• ‘Thrive Week’ celebrates staff success

    Sydney Adventist Hospital has spent a week celebrating its hard-working staff with awards, treats, and hilarious events.

    International Nurses Day, International Day of the Midwife, and the hospital’s own 'Thrive Week' were all part of an action-packed seven days.

    One of the highlights was the inaugural bedpan relay, which was won by the Therobandits, a team from the Allied Health departments. 

    Clare Lumley, Chief Operations and Nursing Executive, said the theme for this year’s International Nurses Day was “our nurses, our future”.

    “Nurses are the backbone of our healthcare system,” she said. “The pandemic highlighted their incredible resilience and selflessness.

    “As we look towards the future, it is imperative that we value our nurses. 

    “Let’s ensure we work together to create a brighter future for nursing, where our nurses are professionally fulfilled and empowered to provide the highest quality of care to our communities."

    Ms Lumley said Sydney Adventist Hospital - also known the San - was delighted to acknowledge its midwives too.

    “We celebrate the incredible contributions of our midwives who have been delivering San babies for over a century,” she said. 

    “Their unwavering commitment to maternal and newborn health has been instrumental in shaping the legacy of our hospital.” 

    New South Wales' biggest private hospital is the largest employer in the Ku-ring-gai area of Sydney, with more 1,200 nursing staff and more than 1,200 other staff members.

    The San’s Thrive Week aims to recognise the importance of personal and professional growth, health, and resilience of its workforce, with staff awards being one of the highlights. 
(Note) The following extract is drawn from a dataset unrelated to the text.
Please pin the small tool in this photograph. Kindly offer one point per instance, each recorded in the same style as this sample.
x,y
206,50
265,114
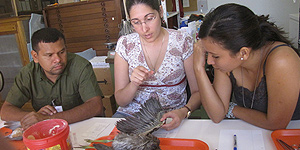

    This year, 117 staff were presented with awards for long service - 65 of those have been with the hospital for 10 years; 42 staff for 20 years; seven staff for 30 years, and three for 40 years.

    Nominees for the Mission Ambassador awards were also announced, recognising staff who exemplify the hospital’s mission to “care for the body, mind and spirit of patients, colleagues, community and ourselves”.

    Town hall-style information sessions provided an opportunity to reflect on the achievements of recent times, despite the COVID-19 pandemic, as well as share exciting developments for the future.

    Staff were treated to a special menu and live music in the San Café, and complimentary frozen yoghurts at a pop-up stall, while the selfie photo booth was also very popular.

    “Caring for our community is what nurses and staff at the San have been doing since we opened in 1903,” Ms Lumley said. 

    “The hospital has also played an important role in training nurses since its inception, (and today) provides a range of nursing education and upskilling programs for nurses throughout their careers, recognising that continuing education is the cornerstone of a robust healthcare system.”